Posted: Mon Dec 31, 2007 12:36 am
by DregsInTheCrowd_Archive
tocharian wrote:Steve. I grew up in DC. I've seen Fugazi countless times. This is bullshit.

And hell yea, their personas are important. YOUR persona is important. Just cuz you're not vamping it up a la Kevin Barnes does not mean you don't have a very distinct, very essential persona. And your stage banter is legend.


So like, banter = music? I didn't know this was a Frank Zappa discussion.

You're making the assumption that stage personas are inherently artificial. The members of Fugazi have personalities. Steve has a personality. The difference between Fugazi and say, Genesis is that there is a distinct lack of pretense and artifice in the former. You might associate their personalities with their music, but that does not impart some quality to the music itself. Ian MacKaye screams when he feels like screaming. Guy Picciotto's spasmodics are unpretentious self-expression. You seem to be suggesting that this is somehow "just for show," and that bands must not have these personas "in real life". Well, when else can Fugazi have a gut reaction to their music except when they are playing it? Seems pretty real and unpretentious to me, and I doubt there's any knowing exaggeration in their self-expression.

So, yes bands have personalities that are often likable. Exactly HOW are they essential to the music?

EDIT: You know, I'm awfully exhausted tonight. Did I make the point I thought I was making, or am I totally incomprehensible here?

Musical concern: Burial

Posted: Mon Dec 31, 2007 12:42 am
by that damned fly_Archive
Ekkssvvppllott wrote:
that damned fly wrote:sontag's a hack.

FYP


i don't claim to have knowledge.

i do however claim to have taste.

Musical concern: Burial

Posted: Mon Dec 31, 2007 12:44 am
by tocharian_Archive
Skronk wrote:
tocharian wrote:
Skronk wrote:If there is a lack of the things you mentioned, i.e. persona, theatrics, "extreme sentiment", is it still "Kitsch"?

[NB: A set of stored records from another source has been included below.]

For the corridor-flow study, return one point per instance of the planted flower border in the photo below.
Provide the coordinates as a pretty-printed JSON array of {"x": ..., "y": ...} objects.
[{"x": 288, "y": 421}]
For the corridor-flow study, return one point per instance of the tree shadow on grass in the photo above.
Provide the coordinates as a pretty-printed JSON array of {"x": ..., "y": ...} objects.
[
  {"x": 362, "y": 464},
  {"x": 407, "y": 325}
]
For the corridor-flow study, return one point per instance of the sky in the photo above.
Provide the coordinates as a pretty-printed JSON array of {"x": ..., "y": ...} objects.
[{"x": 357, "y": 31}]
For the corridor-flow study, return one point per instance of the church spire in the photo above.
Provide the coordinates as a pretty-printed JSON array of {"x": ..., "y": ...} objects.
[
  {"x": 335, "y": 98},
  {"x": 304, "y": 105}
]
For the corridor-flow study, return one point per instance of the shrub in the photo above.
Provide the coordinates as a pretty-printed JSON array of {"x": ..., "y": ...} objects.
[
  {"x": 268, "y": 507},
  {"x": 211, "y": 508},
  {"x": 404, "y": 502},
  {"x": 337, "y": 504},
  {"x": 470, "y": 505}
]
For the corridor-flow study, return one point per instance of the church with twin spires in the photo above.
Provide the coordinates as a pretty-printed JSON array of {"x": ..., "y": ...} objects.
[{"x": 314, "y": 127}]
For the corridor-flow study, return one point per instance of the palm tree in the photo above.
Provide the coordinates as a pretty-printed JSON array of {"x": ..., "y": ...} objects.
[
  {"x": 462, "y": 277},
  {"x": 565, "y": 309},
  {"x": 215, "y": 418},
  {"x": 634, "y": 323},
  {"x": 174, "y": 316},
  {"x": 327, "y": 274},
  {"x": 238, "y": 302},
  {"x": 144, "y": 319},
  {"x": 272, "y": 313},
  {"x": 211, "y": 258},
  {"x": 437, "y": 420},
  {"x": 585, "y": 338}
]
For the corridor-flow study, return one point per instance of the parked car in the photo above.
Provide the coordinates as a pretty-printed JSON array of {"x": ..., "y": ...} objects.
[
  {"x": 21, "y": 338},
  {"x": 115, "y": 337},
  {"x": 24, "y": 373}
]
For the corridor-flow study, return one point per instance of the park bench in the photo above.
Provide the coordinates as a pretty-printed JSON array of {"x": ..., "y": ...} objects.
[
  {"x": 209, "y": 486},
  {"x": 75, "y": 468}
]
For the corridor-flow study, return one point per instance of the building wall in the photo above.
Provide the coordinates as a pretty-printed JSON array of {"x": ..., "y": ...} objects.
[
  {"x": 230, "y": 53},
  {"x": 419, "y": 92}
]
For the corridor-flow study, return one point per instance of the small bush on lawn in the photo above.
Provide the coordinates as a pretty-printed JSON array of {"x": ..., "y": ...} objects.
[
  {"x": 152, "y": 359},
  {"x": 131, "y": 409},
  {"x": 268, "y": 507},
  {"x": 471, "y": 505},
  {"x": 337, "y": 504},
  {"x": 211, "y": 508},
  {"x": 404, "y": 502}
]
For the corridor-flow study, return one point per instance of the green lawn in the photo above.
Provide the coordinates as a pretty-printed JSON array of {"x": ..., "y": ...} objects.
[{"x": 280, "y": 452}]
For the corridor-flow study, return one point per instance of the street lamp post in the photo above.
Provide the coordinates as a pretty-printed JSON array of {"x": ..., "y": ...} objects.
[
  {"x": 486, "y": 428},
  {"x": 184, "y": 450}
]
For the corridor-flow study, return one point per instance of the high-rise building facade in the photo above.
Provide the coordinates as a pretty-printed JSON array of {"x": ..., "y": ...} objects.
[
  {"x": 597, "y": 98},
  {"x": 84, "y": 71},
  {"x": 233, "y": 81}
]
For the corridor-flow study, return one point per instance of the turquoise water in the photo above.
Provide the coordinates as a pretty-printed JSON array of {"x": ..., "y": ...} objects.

Yes, and worse. Kitsch that can't be redeemed as camp.


You're under your own definition of kitsch now. You've bypassed even Sontag's ramblings.


As Rick Reuben often tells me, READ LOSER.

Sontag wrote:In naïve, or pure, Camp, the essential element is seriousness, a seriousness that fails. Of course, not all seriousness that fails can be redeemed as Camp. Only that which has the proper mixture of the exaggerated, the fantastic, the passionate, and the naïve.